Secondly, in valiantly (and correctly) defending Sir Tony Blair’s knighthood, he chose to be unnecessarily divisive by stating that Boris Johnson – who has not yet been nominated for any honour – does not deserve one. The primary task of any prime minister is to try to unite the country; falling into the petition-signers’ trap of making the honours system a matter of party political partisanship does not bode well for any future Starmer-led government.

His third mistake will probably be overlooked because it is one he has made repeatedly in the past and few can be bothered even to mention it any more: a new constitutional settlement for the entire UK based on a federal model, a model on which another former prime minister, Gordon Brown, is, as we speak, hard at work.

You would think Labour would have worked it out by now, wouldn’t you? With every new tranche of powers devolved to the Scottish Parliament, with every increase in responsibility beyond what was originally proposed in the Scotland Act 1998, Scottish Labour has withered, the SNP have increased their popularity and the Union itself has been weakened. Every. Single. Time.

And yet with all the enthusiasm of Einstein’s hypothetical asylum inmate, Labour advocate a repeat of the same action, each time expecting a different outcome. This time round, the new constitution is to be imposed on not only Scotland but the whole of the UK. Will there be a referendum to endorse this scheme? If not, why not? If so, are they in fact mad?

Still, there was a bit of sense spoken by Starmer on the other side of this constitutional coin: Labour will never enter into a pre-election pact with the SNP, nor into a coalition agreement with them after the votes are cast. This makes sense. No minority Labour government will ever be brought down by the votes of nationalist MPs, even if they demand, and are refused, their precious second independence referendum. The electoral consequences of ushering in another Conservative government – as happened in 1979 after the SNP voted with Margaret Thatcher to bring down Jim Callaghan’s Labour government – would be catastrophic for the SNP. It took them nearly two decades to recover last time; they will make no similar mistakes again.

Labour’s Twitter account grandly announced that Starmer’s speech represented a “new” contract with Britain. But there was little in it that was new. His leadership election pledges are nearly two years old, and his promises on constitutional reform have been hanging in the air like an unpleasant smell for a decade.
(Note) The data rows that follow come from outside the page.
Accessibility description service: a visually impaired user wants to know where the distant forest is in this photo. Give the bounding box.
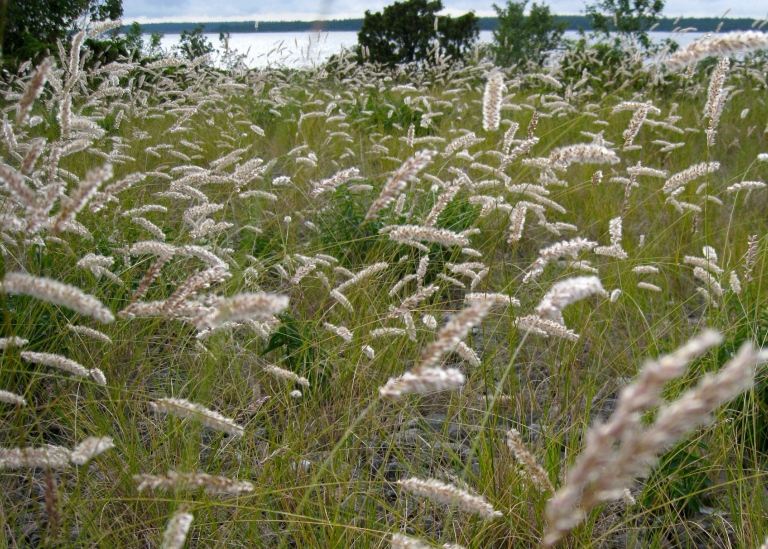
[125,16,761,36]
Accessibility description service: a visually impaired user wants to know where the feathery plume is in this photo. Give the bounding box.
[390,533,432,549]
[334,262,388,293]
[419,299,494,370]
[135,471,254,495]
[263,364,310,387]
[637,282,662,292]
[535,276,604,321]
[744,235,759,283]
[0,162,36,208]
[424,183,461,227]
[90,368,107,386]
[310,167,360,197]
[667,31,768,69]
[0,445,71,470]
[1,272,114,323]
[386,225,469,247]
[632,265,660,274]
[507,429,554,493]
[483,71,505,132]
[370,327,407,338]
[0,390,27,406]
[20,351,90,377]
[53,164,113,233]
[380,367,465,400]
[150,398,244,437]
[464,292,520,307]
[514,315,579,341]
[365,150,434,221]
[622,103,651,149]
[70,436,115,465]
[547,144,619,170]
[17,57,54,127]
[725,181,766,193]
[523,238,597,283]
[662,162,720,194]
[67,324,112,344]
[161,511,193,549]
[195,293,288,330]
[542,330,738,546]
[21,138,46,175]
[398,477,502,519]
[0,336,29,349]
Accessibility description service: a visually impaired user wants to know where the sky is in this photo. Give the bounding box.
[121,0,768,23]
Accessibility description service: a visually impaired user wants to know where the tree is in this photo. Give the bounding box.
[585,0,665,50]
[175,25,214,61]
[146,31,164,58]
[0,0,122,67]
[357,0,479,66]
[123,21,143,55]
[490,0,567,67]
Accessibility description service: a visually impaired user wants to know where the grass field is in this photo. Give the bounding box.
[1,28,768,548]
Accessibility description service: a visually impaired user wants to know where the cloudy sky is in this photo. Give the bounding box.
[122,0,767,23]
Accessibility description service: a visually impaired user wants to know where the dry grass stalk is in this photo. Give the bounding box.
[424,182,461,227]
[67,324,112,343]
[523,238,597,283]
[483,71,505,132]
[334,262,388,293]
[0,390,27,406]
[365,150,435,221]
[70,437,115,465]
[16,57,54,126]
[135,471,255,495]
[20,351,90,378]
[543,332,768,546]
[418,299,494,370]
[380,367,465,400]
[0,445,71,470]
[547,143,620,170]
[514,315,579,341]
[744,234,759,283]
[507,429,555,493]
[535,276,604,322]
[397,477,502,519]
[386,225,470,247]
[195,292,289,329]
[150,398,245,437]
[667,31,768,69]
[161,511,193,549]
[0,337,29,349]
[52,163,113,233]
[310,167,360,197]
[390,533,431,549]
[263,364,310,387]
[662,162,720,194]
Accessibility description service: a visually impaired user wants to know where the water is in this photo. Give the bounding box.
[151,30,706,68]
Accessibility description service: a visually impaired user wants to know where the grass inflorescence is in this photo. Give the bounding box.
[1,23,768,548]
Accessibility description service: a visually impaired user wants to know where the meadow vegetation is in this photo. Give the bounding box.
[2,20,768,548]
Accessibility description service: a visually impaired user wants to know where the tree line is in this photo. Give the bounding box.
[1,0,764,70]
I suppose that withholding honours from PMs you don’t like is new: it will please a handful of journalists and a good deal of his own membership, the latter of which remains Starmer’s primary focus and audience.

And that, right there, is the problem with Starmer’s approach thus far. He already has the support of his party, he can stop pandering to them now. It may sound cynical but the Labour leader needs to get beyond his perennial fear of upsetting his troops and start prioritising what ordinary voters – particularly voters who couldn’t bring themselves to vote Labour last time – want. 

If he doesn’t, then 2022 is going to be a very long year for him and his party.